45 years later, the comeback
The W 111’s shoes, then, are big ones to fill. But the new S-Class Cabriolet is capable of doing just that – a worthy heir apparent. Like its celebrated forebear, the 2016 car is arguably the most cosseting and innovative cabriolet of its time. Viewed in profile, its dynamic lines lend it the powerful serenity of its predecessor and will certainly have heads turning on short trips and long journeys alike, even in vastly different weather conditions. This is because the new S-Class Cabriolet also comes with the innovative AIRSCARF system, which sends warm air out from the head restraints around the neck area of the driver and front passenger, making top-down driving on cooler days a very pleasurable pursuit. AIRSCARF supplements the work of the new THERMOTRONIC climate control system, which makes its debut in this model. THERMOTRONIC maintains the balance of the in-car climate fully automatically – even during the transition from roof down to roof up. Twelve sensors register the temperature inside and outside, as well as the intensity of the incoming sunlight, the air quality and the levels of harmful gases, allowing the system to check the nature of the air being pulled in from outside.
It’s calm, even with the roof down
The car’s remarkable climate-control abilities are complemented by exceptional acoustic comfort, which bathes the interior in an almost monastic calm. The S-Class Coupe is the quietest production car in the world, but the cabriolet isn’t far behind. The sealing concept for the doors is extraordinary, and the windows are double-glazed. With the roof down, the AIRCAP automatic wind protection system reduces turbulence in the interior and makes the flow of air less noisy. A wind deflector extends out of the windscreen frame, while a draft-stop between the head restraints minimizes the breeze.
The three-layered roof is available in black, dark blue, beige or dark red, and features a butyl layer as a water barrier on the inside. Butyl makes a better soundproofing material than neoprene, which is commonly used in such models. The upholstery matting and roof lining provide additional buffers against outside noise.

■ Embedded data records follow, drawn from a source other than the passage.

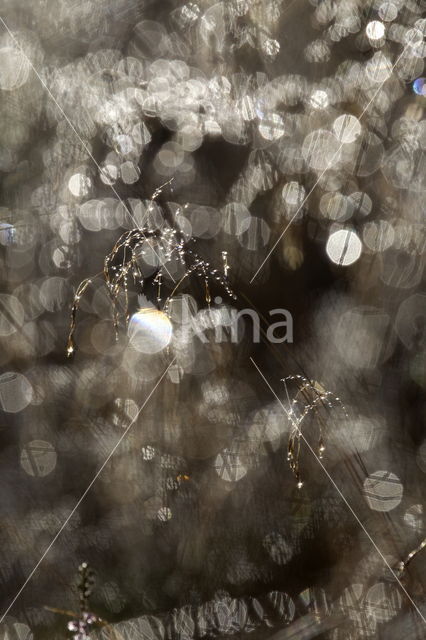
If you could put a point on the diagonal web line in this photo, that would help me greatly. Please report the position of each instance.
(342, 496)
(336, 153)
(86, 491)
(79, 138)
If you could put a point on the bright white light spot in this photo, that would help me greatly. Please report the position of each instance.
(346, 128)
(150, 330)
(375, 30)
(319, 99)
(344, 247)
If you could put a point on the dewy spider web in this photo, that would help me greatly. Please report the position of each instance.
(121, 264)
(312, 394)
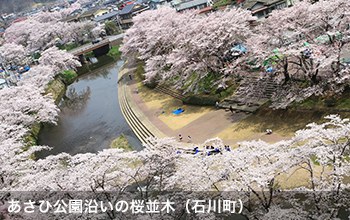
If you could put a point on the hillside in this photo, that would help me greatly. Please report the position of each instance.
(9, 6)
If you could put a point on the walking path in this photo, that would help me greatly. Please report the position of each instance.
(149, 114)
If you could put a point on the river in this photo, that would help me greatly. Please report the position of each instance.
(90, 116)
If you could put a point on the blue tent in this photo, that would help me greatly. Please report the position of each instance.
(178, 111)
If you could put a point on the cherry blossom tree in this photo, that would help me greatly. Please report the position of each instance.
(12, 53)
(186, 44)
(306, 42)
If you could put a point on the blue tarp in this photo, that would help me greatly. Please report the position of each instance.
(239, 48)
(178, 111)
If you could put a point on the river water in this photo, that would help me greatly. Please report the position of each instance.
(90, 116)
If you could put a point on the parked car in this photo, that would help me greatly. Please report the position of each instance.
(95, 41)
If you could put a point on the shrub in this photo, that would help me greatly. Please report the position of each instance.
(68, 76)
(114, 53)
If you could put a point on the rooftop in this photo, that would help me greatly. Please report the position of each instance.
(106, 16)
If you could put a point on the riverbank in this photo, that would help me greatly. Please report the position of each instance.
(57, 88)
(203, 122)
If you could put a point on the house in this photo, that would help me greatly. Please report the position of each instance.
(130, 10)
(261, 8)
(194, 4)
(100, 12)
(107, 17)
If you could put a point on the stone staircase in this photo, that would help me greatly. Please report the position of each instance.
(252, 93)
(166, 90)
(139, 128)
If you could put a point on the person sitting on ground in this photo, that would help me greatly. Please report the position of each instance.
(189, 138)
(231, 109)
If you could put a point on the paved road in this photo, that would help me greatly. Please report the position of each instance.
(86, 47)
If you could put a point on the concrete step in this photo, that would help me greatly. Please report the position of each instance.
(137, 126)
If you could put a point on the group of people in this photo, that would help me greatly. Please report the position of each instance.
(189, 138)
(210, 150)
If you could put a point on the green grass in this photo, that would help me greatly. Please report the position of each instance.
(114, 52)
(140, 71)
(121, 143)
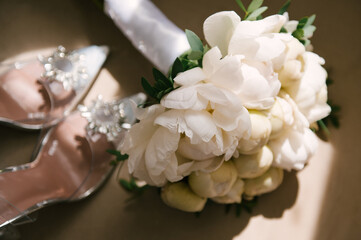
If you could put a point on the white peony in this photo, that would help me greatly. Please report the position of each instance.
(196, 127)
(296, 143)
(256, 43)
(310, 92)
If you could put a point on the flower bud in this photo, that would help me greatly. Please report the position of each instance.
(234, 195)
(265, 183)
(290, 72)
(261, 130)
(294, 49)
(276, 119)
(178, 195)
(213, 184)
(252, 166)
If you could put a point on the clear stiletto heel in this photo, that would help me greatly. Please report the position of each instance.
(72, 161)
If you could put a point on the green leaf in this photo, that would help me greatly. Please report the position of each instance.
(194, 41)
(195, 55)
(311, 20)
(240, 4)
(176, 68)
(298, 33)
(131, 186)
(284, 8)
(125, 184)
(306, 21)
(254, 5)
(323, 126)
(253, 16)
(147, 87)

At the touch of a button, the roof slips back under the soft-top compartment lid – which is framed by a chrome trim element and blends harmoniously into the broad, muscular rear end – in just 20 seconds. And that leaves the sun to shine into an interior that can be decked out in a range of different leathers and that makes a compelling prospect with its use of chrome and choice of six different colour concepts. One of these brings together the porcelain and deep-sea-blue tones, giving the S-Class a sophisticated yacht-style ambience.

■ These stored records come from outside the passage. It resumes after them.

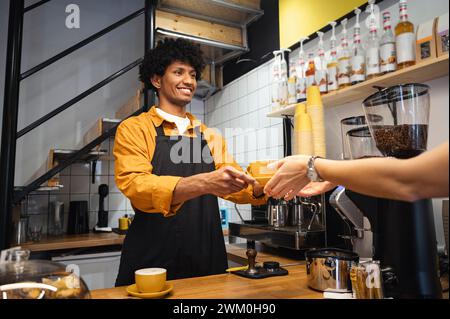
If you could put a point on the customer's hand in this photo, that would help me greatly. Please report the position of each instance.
(316, 188)
(290, 177)
(227, 180)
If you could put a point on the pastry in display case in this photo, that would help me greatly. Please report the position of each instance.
(21, 278)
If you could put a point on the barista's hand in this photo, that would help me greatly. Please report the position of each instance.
(316, 188)
(227, 180)
(290, 177)
(258, 190)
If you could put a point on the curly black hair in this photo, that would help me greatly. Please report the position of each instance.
(166, 52)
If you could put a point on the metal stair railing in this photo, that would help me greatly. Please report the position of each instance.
(13, 77)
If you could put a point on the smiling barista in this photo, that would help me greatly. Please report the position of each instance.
(172, 168)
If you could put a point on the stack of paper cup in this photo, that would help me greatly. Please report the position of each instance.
(302, 131)
(314, 108)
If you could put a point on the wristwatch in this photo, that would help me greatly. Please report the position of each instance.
(311, 172)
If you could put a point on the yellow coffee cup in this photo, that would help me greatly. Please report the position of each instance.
(150, 279)
(124, 223)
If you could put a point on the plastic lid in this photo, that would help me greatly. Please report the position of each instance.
(336, 253)
(313, 96)
(396, 93)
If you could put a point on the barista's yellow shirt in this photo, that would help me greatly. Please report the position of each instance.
(134, 146)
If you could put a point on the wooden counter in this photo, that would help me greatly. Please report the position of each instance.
(230, 286)
(75, 241)
(78, 241)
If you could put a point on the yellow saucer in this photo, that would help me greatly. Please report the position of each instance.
(132, 290)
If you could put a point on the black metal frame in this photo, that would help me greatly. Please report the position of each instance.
(8, 196)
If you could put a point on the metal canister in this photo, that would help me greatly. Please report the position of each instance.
(328, 269)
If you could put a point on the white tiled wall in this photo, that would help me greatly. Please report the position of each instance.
(239, 113)
(77, 182)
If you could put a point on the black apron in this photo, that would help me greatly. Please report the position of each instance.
(188, 244)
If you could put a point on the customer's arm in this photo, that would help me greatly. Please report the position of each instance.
(424, 176)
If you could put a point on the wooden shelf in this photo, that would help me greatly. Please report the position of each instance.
(75, 241)
(419, 73)
(227, 12)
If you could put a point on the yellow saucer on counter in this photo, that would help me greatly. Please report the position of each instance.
(132, 290)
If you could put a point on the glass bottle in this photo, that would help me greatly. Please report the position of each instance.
(373, 48)
(388, 55)
(301, 77)
(405, 39)
(311, 71)
(332, 62)
(344, 59)
(357, 61)
(321, 66)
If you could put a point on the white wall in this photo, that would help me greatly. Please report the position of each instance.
(223, 110)
(238, 112)
(45, 35)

For the protection and comfort of its passengers, the cabriolet also comes with cutting-edge Mercedes-Benz Intelligent Drive assistance systems. This technology helps with braking, keeps the car in its lane, spots pedestrians and even uses the PRE-SAFE system to reduce speed automatically if required. PRE-SAFE PLUS also detects a looming rear-end collision early on. If the danger is not averted, the system can apply the brakes firmly and automatically pull the seat belts tight prior to an impact.
Combining intelligent technology with timeless design is a fine art. And one with a tradition in large Mercedes-Benz cabriolets that stretches back a lot longer than 45 years.